Base LLM Behavior Analysis

Updated 29 January 2026

Base LLM behavior is defined as autoregressive generation that learns statistical patterns from large-scale corpora without explicit alignment or safety interventions.
Experimental frameworks like LLM-ABS control prompt structure and stimuli to reveal intrinsic social preferences and fairness biases in these models.
Mechanistic studies decompose base LLM activations into interpretable components, shedding light on inherent rationality limits and emergent linguistic correlates.

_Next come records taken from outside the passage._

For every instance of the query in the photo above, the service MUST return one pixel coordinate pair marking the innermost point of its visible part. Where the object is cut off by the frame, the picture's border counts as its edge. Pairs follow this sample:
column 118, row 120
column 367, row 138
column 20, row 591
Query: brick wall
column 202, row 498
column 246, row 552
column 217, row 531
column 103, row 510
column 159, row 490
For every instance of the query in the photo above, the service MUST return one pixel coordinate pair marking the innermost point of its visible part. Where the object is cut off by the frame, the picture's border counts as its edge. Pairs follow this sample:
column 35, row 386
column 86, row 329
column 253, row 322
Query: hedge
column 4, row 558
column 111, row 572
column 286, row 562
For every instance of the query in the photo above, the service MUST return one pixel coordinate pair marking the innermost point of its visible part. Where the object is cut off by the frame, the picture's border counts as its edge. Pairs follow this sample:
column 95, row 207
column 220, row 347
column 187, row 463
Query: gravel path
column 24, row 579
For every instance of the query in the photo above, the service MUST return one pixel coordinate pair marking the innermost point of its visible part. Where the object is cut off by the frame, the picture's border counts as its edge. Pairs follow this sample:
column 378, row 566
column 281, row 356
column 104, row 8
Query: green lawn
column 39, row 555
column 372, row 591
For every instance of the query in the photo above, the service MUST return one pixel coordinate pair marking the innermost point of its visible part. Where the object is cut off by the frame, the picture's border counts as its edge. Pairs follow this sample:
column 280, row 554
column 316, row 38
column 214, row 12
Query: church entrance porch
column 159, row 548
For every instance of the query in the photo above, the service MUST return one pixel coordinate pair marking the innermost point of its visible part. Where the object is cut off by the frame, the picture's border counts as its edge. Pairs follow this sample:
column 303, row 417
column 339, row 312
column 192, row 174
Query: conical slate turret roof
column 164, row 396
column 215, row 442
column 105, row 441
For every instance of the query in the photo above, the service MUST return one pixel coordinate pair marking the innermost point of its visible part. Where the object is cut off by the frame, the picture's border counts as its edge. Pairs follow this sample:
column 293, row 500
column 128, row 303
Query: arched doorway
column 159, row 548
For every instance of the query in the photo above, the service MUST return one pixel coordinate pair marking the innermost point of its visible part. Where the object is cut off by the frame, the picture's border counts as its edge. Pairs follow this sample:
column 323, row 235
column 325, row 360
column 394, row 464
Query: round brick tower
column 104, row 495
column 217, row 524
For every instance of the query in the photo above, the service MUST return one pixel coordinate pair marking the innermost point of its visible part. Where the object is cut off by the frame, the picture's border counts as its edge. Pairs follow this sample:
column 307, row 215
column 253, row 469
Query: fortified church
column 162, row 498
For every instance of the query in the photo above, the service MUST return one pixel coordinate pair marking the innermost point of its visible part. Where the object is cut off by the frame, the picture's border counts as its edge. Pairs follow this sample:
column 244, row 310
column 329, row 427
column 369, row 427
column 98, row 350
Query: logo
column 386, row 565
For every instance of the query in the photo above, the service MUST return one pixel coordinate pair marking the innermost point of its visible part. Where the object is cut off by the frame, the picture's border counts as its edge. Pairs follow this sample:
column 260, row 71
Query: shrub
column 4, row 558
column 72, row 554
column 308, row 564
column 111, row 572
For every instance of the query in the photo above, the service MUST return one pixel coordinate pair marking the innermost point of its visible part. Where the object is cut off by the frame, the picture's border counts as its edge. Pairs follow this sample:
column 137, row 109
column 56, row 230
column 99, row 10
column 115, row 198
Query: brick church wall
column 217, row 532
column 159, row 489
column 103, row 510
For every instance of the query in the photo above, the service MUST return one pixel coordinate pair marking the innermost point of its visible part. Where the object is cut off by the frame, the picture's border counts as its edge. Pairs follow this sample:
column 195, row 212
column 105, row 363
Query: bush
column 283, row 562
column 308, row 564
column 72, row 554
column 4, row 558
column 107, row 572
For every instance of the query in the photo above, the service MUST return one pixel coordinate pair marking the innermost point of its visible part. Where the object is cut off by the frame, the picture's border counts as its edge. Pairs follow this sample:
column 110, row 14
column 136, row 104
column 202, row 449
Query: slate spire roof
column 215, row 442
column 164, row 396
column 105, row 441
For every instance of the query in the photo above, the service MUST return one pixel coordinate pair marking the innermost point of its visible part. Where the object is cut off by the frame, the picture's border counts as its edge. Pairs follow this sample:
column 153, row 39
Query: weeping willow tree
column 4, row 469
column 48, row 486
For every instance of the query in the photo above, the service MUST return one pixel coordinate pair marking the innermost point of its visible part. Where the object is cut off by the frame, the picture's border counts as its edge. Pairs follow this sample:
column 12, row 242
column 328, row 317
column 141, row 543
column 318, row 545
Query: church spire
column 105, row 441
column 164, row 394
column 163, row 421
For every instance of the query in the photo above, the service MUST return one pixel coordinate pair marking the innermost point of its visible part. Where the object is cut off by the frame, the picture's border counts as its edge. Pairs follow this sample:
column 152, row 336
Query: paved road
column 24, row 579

A base LLM is an autoregressive transformer trained solely by next-token or similar objectives on large-scale text corpora, without application-specific supervised instruction fine-tuning or reinforcement learning based alignment. The core behavioral profile of such models—referred to as "base LLM behavior"—is shaped primarily by the pretraining dynamics and the model's statistical learning from linguistic patterns, rather than explicit social preference conditioning or safety interventions. Understanding the behavioral, cognitive, and decision-theoretic properties exhibited by base LLMs is essential both for interpretability research and for delineating the effects of downstream modifications.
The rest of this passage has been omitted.